Giorni di gloria, tanti, e giorni di fortuna, uno specialmente: 9 novembre ’88, i rossoneri stanno perdendo a Belgrado contro la Stella Rossa, al tempo uno squadrone, sono ormai quasi eliminati ed ecco scendere una nebbia epocale. Stop, si rigioca il giorno dopo, il Milan passa ai rigori e comincia l’epopea: arriverà la prima Coppa dei Campioni, con il diritto di disputare e rivincere la seconda, e due Intercontinentali.
Insomma, senza quel nebbione non avremmo avuto “il club più titolato al mondo”, oggi forse il più tribolato.
Il folclore epidermico del personaggio, la sua simpatia insieme alla ferocia, gli abbracci al figlio Gianluca dopo un gol, l’impietoso labiale per Abbiati o Birsa (alzi la mano chi non condivise i giudizi), la bocca storta dello zio Fester ma anche il suo stile, hanno a volte oscurato il disegno del potere (per anni Galliani ha pure guidato la Lega Calcio, dove potrebbe tornare), l’abilità formidabile nelle trattative, nelle mediazioni, nelle intuizioni. Per tre lustri, lui e lo juventino Giraudo si sono spartiti tutto, insieme a Moggi: 12 scudetti su 14 tra Milan e Juve, uniche eccezioni Lazio e Roma, con il dettaglio che Galliani è stato sfiorato appena da Calciopoli, mentre quegli altri sono stati radiati. Più furbo lui, più scaltro e paziente, più saggio e meno ingordo. In buona sostanza, più intelligente.

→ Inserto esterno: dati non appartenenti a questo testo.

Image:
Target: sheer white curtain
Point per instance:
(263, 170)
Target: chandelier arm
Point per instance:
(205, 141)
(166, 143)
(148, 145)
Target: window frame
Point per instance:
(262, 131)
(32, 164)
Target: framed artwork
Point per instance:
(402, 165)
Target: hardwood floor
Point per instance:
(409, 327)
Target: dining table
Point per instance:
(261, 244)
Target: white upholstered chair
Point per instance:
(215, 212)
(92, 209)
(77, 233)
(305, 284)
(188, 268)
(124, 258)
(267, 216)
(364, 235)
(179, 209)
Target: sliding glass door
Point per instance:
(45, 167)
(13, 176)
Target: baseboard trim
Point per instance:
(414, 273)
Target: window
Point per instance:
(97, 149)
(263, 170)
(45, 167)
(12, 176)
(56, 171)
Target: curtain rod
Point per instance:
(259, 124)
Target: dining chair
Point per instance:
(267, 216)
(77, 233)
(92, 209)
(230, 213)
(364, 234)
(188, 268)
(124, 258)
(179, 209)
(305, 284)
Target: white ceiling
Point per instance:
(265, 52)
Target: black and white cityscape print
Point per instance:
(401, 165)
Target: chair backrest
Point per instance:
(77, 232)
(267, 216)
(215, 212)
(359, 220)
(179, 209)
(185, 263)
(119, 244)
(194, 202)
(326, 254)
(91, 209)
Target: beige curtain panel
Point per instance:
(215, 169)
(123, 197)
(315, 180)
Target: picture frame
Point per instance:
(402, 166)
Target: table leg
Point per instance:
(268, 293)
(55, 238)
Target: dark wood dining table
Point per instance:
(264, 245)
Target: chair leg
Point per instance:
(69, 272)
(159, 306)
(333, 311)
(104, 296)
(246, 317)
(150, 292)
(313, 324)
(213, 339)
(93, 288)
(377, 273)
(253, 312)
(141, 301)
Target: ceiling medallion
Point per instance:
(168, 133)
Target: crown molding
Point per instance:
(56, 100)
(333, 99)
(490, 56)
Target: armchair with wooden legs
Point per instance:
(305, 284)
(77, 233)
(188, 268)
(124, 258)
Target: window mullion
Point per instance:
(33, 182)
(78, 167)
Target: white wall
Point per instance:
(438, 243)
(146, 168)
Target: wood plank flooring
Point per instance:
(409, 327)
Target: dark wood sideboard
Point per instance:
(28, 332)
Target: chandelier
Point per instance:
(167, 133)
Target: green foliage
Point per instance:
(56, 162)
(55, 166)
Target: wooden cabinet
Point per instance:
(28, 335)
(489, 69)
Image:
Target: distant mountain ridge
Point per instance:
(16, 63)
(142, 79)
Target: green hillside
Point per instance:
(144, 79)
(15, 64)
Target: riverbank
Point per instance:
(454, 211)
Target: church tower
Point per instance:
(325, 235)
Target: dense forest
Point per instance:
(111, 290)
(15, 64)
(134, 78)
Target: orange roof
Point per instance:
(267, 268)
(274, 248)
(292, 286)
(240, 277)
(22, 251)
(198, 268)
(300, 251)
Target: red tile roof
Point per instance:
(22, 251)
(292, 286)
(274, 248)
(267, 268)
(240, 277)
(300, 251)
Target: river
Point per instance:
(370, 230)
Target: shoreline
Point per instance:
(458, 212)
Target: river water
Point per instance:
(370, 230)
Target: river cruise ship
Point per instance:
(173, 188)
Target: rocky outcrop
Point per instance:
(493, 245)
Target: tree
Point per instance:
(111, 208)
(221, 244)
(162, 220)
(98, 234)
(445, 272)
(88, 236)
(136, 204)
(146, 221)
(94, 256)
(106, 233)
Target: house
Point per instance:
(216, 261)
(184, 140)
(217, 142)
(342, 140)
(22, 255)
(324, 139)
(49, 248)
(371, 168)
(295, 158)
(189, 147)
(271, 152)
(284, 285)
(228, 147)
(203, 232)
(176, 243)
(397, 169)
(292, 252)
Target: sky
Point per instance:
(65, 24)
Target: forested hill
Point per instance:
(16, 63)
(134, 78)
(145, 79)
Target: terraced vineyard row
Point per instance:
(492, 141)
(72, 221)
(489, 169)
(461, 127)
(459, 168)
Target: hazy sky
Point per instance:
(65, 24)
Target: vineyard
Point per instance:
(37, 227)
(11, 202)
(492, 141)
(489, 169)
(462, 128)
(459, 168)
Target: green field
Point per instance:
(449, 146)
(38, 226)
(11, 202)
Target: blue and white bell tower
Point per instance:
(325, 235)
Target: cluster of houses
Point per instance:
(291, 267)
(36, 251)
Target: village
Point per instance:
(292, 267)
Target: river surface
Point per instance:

E come a volte succede ai testoni, una donna si mette di traverso e fa crollare tutto. Donna giovane, ma non nel modo che si potrebbe immaginare. Donna più che altro figlia del padrone, del dominus. Barbara, in ogni senso. La bionda ha preteso, su un vassoio, il capo del vicecapo, l’ha ghigliottinato facendo scendere piano la lama. Inelegante, dice il geometra. Neppure il siparietto nella tribuna del Camp Nou, a Barcellona, era stato il massimo dell’eleganza, con la Berluschina e Galliani seduti accanto nel freezer, odiandosi sorridendo. Sembrava una puntata di Casa Vianello, ma un conto è essere imitati da un cabarettista, un altro è diventare una macchietta. Così il parafulmine è sceso dal tetto. Così l’antenna trasmette solo uno schermo vuoto e bianco, sembra la nebbia di Belgrado ma stavolta non si vince.